My family could use a prayer as we journey to lay my mother to rest. I've cared for mom for years now and her journey came to a quiet end in hospice last Monday morning.

In all this sorrow the only comfort is knowing Mom goes on to a better place. A Christian of forty years she was certain of her salvation and the life to come after earthly death.

Much family is making long journeys into bad winter weather as we head to her prearranged resting place.

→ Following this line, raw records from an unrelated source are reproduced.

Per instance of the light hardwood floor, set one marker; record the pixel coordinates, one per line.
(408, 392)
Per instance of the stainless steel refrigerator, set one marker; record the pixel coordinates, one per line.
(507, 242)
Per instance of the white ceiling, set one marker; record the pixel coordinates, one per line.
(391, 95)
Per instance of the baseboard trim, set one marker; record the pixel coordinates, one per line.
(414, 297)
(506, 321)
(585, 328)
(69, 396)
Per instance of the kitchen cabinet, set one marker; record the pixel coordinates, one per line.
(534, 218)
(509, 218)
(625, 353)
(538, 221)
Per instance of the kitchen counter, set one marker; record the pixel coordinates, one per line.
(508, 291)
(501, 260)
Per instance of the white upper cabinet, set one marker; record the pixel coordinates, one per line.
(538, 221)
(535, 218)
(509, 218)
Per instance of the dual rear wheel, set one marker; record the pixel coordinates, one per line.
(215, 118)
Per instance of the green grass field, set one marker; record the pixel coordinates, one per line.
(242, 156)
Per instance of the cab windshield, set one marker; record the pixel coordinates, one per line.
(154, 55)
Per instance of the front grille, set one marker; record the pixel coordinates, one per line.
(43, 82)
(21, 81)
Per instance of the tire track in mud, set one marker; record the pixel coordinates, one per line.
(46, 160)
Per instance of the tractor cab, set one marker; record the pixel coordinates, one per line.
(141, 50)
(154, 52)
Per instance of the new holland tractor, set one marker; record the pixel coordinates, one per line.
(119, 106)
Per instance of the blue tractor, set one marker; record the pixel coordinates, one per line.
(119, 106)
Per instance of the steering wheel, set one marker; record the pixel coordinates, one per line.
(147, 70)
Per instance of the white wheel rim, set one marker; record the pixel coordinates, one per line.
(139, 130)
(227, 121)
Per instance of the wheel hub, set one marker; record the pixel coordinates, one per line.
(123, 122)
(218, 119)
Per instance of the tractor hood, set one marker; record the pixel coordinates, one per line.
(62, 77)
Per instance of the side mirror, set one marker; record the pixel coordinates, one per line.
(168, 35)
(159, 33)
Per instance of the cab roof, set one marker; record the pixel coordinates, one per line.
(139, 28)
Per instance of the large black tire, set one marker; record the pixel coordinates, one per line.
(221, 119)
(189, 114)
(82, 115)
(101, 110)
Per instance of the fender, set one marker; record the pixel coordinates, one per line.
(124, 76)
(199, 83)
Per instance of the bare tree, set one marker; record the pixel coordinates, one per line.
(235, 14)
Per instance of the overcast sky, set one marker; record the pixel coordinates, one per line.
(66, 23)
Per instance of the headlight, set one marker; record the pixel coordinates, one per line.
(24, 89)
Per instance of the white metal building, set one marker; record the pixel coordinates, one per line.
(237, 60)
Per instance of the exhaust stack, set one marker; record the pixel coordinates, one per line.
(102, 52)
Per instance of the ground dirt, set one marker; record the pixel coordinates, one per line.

A little help watching over them would be a blessing.


----------



## rydert (Jan 23, 2013)

Prayers sent for you and your family.


----------



## Inthegarge (Jan 23, 2013)

Sorry for your loss !! Praying for your family and the comfort of God....


----------



## dwhee87 (Jan 23, 2013)

Prayers that everyone's travels are safe, and to your family.


----------



## jagman (Jan 23, 2013)

prayers sent


----------



## Hoss (Jan 23, 2013)

Our prayers are added.

Hoss


----------



## carver (Jan 23, 2013)

Prayers to you and your family


----------



## Nicodemus (Jan 23, 2013)

Thoughts and prayers go out to you and your family, Ruger.


----------



## lagrangedave (Jan 23, 2013)

Prayers sent from here also.


----------



## Paymaster (Jan 24, 2013)

My Condolences to you and your family. My Prayers are added.


----------



## Jasper (Jan 24, 2013)

Sorry to hear. God bless and prayers sent!


----------



## speedcop (Jan 24, 2013)

sorry for your loss, our prayers for all


----------



## Meriwether Mike (Jan 24, 2013)

Sorry about your Mother. Lost mine last January and still miss her and I talking. Prayers sent.


----------



## CAL90 (Jan 24, 2013)

Prayers sent for all.


----------



## bamaboy (Jan 24, 2013)

Sorry to hear this,Prayers sent!!


----------



## Sargent (Jan 24, 2013)

Sent from here.


----------



## K80 (Jan 24, 2013)

my condolences to you and your family, prayers sent


----------



## T.P. (Jan 24, 2013)

Very sorry, prayers sent from here.


----------



## ross the deer slayer (Jan 24, 2013)

Sorry man prayers sent


----------



## Papa Bear (Jan 26, 2013)

Sorry about your loss, prayers sent


----------



## EAGLE EYE 444 (Jan 27, 2013)

Ruger,
I didn't see this thread until now.  My Prayers are being sent for your family at this time.


----------



## sniper22 (Feb 24, 2013)

I'm sorry for just finding this, please forgive me. Prayers lifted for you and your family. Praise God, your mom is enjoying her inheritance. God bless you


----------



## dawg2 (Feb 24, 2013)

Prayers sent.  Sorry to hear this.


----------



## BRIAN1 (Feb 24, 2013)

Prayers sent.


----------